Deacon Nicholas Adam was ordained on the feast of Saint Patrick, March 17, and the name of the great missionary apostle to Ireland was added to the Litany of Saints. Besides the gift of corned beef on a Friday in Lent, the gift of Saint Patrick’s inspiring words nourished the Eucharistic celebration of ordination. Like the Irish missionary who came from elsewhere to evangelize and serve, so Deacon Nick has embraced the people of Mississippi, having come from another land to the east.
Who am I, Lord, and what is my calling, that you worked through me with such divine power? You did it, so that whatever happened to me, I might accept good and evil equally, always giving thanks to God. God is never to be doubted. He answered my prayer in such a way that I might be bold enough to take up so holy and so wonderful a task, and imitate in some degree those whom the Lord had so long ago foretold as heralds of the Gospel, bearing witness to all the nations.
Heralds of Good News indeed. The ordained deacon is given the Gospel of Christ at the culmination of the ordination ceremony to bear witness to the nations in the 21st century. “Receive the Gospel of Christ whose herald you have become. Believe what you read; teach what you believe; practice what you teach.”
On the following day Deacon Aaron Williams was ordained at the Saturday evening liturgy of the third Sunday of Lent. As the Gospel of John narrates, Jesus sat down to rest at Jacob’s well at the same time the Samaritan woman arrived with her bucket. As we know the encounter transformed the train wreck of this woman’s life. She arrived dragging her bucket in the noon day heat which we know a little bit about in our Mississippi summers, and departed with winged feet into her new life as a missionary disciple. She understood that the Messiah did not need a bucket to immerse her in the spring of water welling up to eternal life. She is our paradigm during Lent as we thirst for the Lord to stir the waters of our own Baptism, knowing that he is already waiting before we arrive.
Another outstanding saint invoked during the Litany of Saints in the ordination liturgy is Saint Ephrem, a deacon of the Eastern Church who lived in the fourth century.

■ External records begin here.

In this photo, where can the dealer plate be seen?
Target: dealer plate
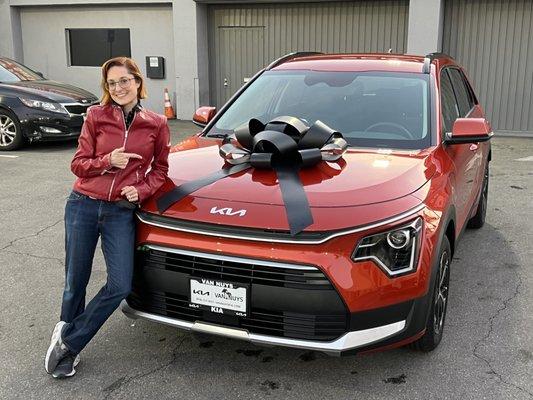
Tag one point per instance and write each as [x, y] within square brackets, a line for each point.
[218, 296]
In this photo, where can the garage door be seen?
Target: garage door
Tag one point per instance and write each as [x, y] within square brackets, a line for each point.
[245, 38]
[493, 40]
[46, 45]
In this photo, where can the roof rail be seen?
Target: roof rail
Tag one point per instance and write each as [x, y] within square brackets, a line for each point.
[290, 56]
[429, 58]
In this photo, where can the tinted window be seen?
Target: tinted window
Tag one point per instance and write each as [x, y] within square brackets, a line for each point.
[461, 91]
[371, 109]
[93, 47]
[450, 112]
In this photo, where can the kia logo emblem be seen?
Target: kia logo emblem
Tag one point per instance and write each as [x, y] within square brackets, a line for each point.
[227, 211]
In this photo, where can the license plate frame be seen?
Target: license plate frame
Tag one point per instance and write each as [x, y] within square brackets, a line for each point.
[219, 296]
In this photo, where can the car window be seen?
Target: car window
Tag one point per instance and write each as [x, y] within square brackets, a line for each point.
[371, 109]
[450, 111]
[461, 92]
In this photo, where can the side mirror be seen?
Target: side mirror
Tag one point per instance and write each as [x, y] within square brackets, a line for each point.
[203, 115]
[469, 130]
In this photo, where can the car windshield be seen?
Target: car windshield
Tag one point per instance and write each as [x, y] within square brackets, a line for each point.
[370, 109]
[10, 71]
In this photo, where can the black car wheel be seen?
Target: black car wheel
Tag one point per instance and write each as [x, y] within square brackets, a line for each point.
[478, 220]
[10, 132]
[439, 302]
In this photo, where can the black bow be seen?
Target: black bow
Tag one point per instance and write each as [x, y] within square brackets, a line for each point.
[285, 144]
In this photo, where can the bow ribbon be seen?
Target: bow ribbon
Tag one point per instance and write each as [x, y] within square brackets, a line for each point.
[285, 145]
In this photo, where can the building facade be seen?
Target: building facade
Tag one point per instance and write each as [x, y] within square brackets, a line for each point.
[210, 47]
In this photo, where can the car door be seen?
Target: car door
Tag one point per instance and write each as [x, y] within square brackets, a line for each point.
[467, 109]
[462, 155]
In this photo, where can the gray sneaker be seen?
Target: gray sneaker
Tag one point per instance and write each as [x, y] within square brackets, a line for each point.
[57, 349]
[66, 366]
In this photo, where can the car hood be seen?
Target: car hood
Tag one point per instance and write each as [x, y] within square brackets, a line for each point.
[351, 192]
[52, 90]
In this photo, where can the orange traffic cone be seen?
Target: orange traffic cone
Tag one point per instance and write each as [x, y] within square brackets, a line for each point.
[169, 111]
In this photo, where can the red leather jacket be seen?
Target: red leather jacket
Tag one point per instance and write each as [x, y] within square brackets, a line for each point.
[104, 130]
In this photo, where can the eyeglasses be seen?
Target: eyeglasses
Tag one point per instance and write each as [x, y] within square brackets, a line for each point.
[124, 83]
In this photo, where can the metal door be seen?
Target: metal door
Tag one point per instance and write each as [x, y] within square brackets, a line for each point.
[240, 56]
[493, 40]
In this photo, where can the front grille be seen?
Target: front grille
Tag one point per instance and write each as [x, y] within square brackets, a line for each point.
[286, 302]
[77, 109]
[238, 272]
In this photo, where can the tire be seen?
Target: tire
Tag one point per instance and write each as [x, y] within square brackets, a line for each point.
[439, 302]
[478, 220]
[11, 137]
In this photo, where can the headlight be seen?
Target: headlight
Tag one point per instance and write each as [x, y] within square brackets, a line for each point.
[395, 251]
[44, 105]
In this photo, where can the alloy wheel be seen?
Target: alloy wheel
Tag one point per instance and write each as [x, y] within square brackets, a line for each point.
[441, 293]
[8, 131]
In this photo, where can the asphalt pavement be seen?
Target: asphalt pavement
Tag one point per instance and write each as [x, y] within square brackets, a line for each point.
[486, 353]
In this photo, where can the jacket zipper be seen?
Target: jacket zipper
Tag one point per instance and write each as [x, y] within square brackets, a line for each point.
[126, 130]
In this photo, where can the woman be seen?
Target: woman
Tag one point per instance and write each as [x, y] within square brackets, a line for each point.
[121, 160]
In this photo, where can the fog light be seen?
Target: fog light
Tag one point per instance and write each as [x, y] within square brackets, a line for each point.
[398, 239]
[47, 129]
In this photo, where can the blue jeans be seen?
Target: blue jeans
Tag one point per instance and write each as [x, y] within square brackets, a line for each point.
[87, 219]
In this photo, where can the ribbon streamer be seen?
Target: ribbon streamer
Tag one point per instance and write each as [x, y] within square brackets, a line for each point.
[285, 145]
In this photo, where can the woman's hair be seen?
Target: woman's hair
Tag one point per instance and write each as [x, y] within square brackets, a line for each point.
[132, 68]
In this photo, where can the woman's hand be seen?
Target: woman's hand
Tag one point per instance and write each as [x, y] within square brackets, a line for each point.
[120, 159]
[130, 193]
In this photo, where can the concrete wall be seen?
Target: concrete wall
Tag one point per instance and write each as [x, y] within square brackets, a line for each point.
[45, 46]
[185, 46]
[425, 26]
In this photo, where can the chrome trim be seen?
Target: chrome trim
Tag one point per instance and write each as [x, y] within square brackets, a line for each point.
[274, 240]
[348, 341]
[78, 104]
[240, 260]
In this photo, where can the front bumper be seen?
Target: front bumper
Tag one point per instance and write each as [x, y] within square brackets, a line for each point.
[348, 342]
[44, 127]
[292, 305]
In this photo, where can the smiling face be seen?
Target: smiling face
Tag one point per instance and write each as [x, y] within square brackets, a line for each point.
[122, 86]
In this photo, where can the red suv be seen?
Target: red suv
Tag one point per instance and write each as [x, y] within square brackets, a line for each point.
[320, 207]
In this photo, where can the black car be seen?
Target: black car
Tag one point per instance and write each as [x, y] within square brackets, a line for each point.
[33, 108]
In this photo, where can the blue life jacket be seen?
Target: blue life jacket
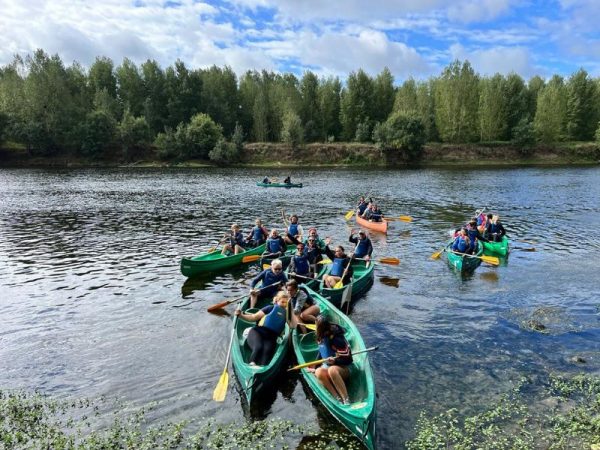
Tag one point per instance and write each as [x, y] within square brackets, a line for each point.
[274, 245]
[460, 245]
[293, 229]
[302, 265]
[257, 234]
[338, 267]
[362, 248]
[275, 320]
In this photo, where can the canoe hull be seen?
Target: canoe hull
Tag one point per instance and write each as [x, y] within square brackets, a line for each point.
[213, 262]
[254, 379]
[286, 185]
[381, 227]
[361, 282]
[501, 248]
[360, 416]
[462, 263]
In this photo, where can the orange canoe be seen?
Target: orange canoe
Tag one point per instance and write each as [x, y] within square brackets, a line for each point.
[375, 226]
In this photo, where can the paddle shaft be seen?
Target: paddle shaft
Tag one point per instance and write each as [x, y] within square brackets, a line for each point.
[321, 361]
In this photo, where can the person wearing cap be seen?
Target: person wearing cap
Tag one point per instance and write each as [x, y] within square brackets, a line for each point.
[294, 230]
[276, 246]
[257, 235]
[262, 339]
[272, 280]
[336, 371]
[300, 264]
[341, 267]
[364, 247]
[304, 308]
[236, 242]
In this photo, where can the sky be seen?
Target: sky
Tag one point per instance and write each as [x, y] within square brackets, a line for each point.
[413, 38]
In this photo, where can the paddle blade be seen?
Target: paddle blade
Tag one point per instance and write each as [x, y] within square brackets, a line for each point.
[250, 258]
[389, 260]
[221, 390]
[437, 255]
[493, 260]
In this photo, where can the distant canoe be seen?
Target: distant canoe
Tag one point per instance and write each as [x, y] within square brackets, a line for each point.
[375, 226]
[497, 248]
[212, 262]
[279, 184]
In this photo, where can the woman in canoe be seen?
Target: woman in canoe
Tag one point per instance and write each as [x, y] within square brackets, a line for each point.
[276, 246]
[462, 243]
[494, 231]
[236, 242]
[300, 263]
[262, 339]
[334, 373]
[304, 308]
[294, 230]
[340, 268]
[364, 247]
[272, 277]
[258, 235]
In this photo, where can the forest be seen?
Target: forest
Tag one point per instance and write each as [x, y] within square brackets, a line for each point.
[119, 112]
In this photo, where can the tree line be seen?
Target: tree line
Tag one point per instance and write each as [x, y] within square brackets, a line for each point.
[209, 113]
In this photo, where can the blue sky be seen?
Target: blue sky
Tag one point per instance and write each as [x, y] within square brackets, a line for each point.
[413, 38]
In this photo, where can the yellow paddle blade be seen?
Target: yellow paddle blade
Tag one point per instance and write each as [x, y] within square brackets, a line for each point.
[250, 258]
[389, 260]
[491, 260]
[221, 390]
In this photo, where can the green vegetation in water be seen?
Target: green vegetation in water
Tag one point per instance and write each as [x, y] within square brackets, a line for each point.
[567, 417]
[32, 420]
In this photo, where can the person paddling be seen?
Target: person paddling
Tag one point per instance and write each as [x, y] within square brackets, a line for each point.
[364, 247]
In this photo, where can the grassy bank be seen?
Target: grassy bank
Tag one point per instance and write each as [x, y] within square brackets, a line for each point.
[338, 155]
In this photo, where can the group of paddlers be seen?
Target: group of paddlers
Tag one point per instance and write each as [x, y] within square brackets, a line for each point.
[483, 227]
[286, 292]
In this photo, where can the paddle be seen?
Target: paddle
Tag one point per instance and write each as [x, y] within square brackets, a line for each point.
[402, 218]
[221, 389]
[228, 302]
[493, 260]
[321, 361]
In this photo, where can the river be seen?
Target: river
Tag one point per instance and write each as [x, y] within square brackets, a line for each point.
[93, 303]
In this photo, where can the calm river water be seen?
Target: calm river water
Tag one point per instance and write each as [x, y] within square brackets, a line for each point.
[92, 301]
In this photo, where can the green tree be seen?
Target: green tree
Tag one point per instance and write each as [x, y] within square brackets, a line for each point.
[493, 110]
[402, 132]
[456, 103]
[356, 104]
[292, 132]
[582, 107]
[98, 134]
[551, 112]
[201, 136]
[134, 134]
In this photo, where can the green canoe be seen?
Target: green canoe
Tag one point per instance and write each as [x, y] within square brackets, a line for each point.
[461, 262]
[212, 262]
[279, 184]
[361, 282]
[254, 378]
[359, 416]
[285, 258]
[497, 248]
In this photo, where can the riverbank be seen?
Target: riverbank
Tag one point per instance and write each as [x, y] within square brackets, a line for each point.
[339, 155]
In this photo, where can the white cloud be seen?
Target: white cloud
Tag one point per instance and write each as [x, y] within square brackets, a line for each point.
[496, 60]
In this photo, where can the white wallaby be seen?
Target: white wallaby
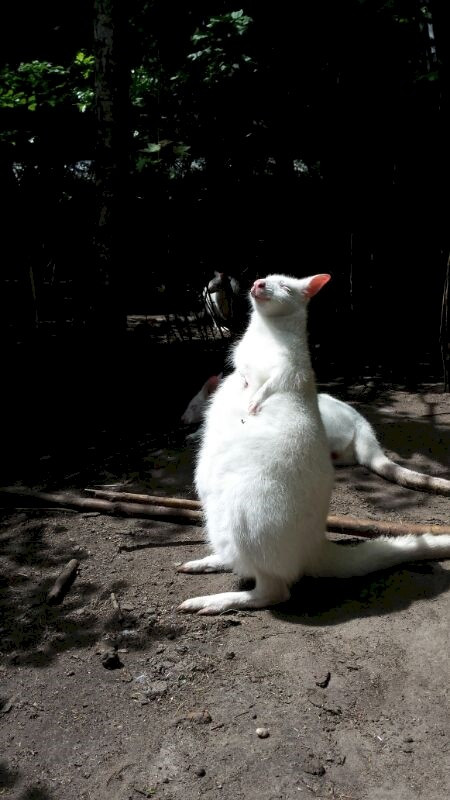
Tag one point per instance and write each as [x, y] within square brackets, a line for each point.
[351, 439]
[264, 474]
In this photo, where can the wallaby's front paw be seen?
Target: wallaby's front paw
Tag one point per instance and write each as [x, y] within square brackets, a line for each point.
[254, 408]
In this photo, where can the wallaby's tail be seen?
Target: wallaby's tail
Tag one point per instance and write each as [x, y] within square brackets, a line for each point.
[369, 454]
[338, 561]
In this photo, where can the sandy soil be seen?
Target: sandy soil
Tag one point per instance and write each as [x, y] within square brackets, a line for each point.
[350, 678]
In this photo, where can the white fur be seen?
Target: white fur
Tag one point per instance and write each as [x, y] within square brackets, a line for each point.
[351, 440]
[265, 478]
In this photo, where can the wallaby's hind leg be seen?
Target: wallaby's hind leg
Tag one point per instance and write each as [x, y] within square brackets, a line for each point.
[268, 592]
[211, 563]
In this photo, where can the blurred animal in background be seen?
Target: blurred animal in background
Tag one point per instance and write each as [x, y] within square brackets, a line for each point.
[222, 299]
[197, 406]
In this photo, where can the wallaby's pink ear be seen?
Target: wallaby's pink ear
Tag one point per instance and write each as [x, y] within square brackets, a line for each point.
[211, 384]
[315, 285]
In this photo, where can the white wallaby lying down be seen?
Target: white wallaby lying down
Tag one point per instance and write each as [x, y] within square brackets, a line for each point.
[351, 439]
[264, 473]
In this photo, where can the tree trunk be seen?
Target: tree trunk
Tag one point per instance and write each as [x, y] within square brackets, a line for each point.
[107, 314]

He loved the liturgy and composed an enormous compilation of hymns and poetry which are replete with biblical wisdom and theology. He is a fitting intercessor for Aaron who loves the liturgy and has also written liturgical pieces. The following is from the works of Saint Ephrem and we recognize the harmony with the encounter of Jesus and the Samaritan woman.

The breath that wafts from some blessed comer of Paradise
gives sweetness to the bitterness of this region,
it tempers the curse on this earth of ours.
That Garden is the life-breath of this diseased world
that has been so long in sickness; that breath proclaims that a saving remedy
has been sent to heal our mortality.

Thus it is with another spring, full of perfumes,
which issues from Eden and penetrates into the atmosphere
as a beneficial breeze by which our souls are stirred;
our inhalation is healed by this healing breath from Paradise;
springs receive a blessing from that blessed spring which issues forth from there.
‘If you knew the Gift of God’ are the words that Jesus spoke to the Samaritan woman revealing his deep thirst for her faith and salvation. We celebrate the Gift of God through faith, and the hope that does not disappoint because the love of God has been poured into our hearts through the Holy Spirit. (Romans 5,5) May the Lord renew our faith during this season of Lent as we follow the Samaritan woman from darkness into the light of a new day.